NEW DELHI: Actor Bela Bose, whose flowing dance moves left a fond and indelible impression among Hindi movie buffs in the 1960s and 1970s, passed away in Mumbai on Monday. She was 81, reports Avijit Ghosh.
Devar, Cha Cha Cha, CID 909, Shikar and Jai Santoshi Maa are among her well-known films. At a time when a song lensed in a night club was almost mandatory for any city-based Hindi film, Bose belonged to a select group of dancers, headed by Helen, who brought glamour and sizzle on celluloid.
One of her finest performances came in tandem with Madhumati, another first-rate dancer, in the brilliantly choreographed, Hai nazar ka ishara, in Raj Khosla's suspense thriller, Anita (1967). The two matched each other step for step. "You must have a quick 'pick-up sense,"' the ability to grasp any move as per the choreographer's instruction, she once told compere Tabassum in a television interview.
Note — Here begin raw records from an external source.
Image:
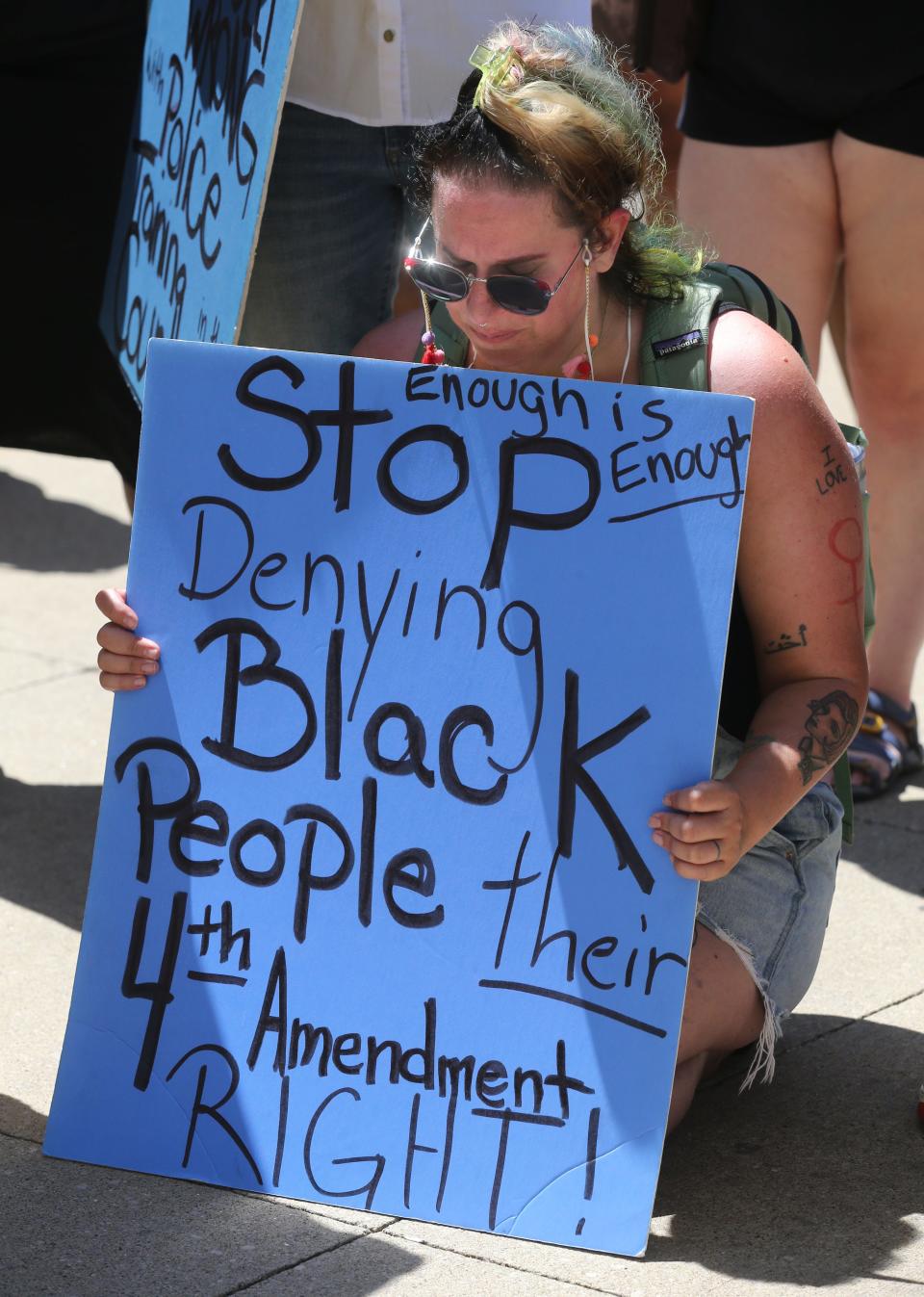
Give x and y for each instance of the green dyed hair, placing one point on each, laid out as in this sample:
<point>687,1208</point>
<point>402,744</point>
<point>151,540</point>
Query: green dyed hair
<point>552,105</point>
When only 12, Calcutta-born Bose lost her father, a clothes businessman, in a car accident. The family had just shifted to Bombay a few years ago. Her mother worked as a nurse and Bose joined the film industry as a group dancer.
"I was spotted by director Naresh Saigal and given my first solo dance in Main Nashe Mein Hoon (1959)," she told Tabassum. The film starring
Raj Kapoor and
Mala Sinha was a major hit and spurred a fruitful career that spanned over two decades. Bose had married prominent hero of devotionals, Ashish Kumar (of Jai Santoshi Maa fame) and had become Bela Sengupta. She had also played a negative character in the 1975 blockbuster which had turned theatres into temporary temples.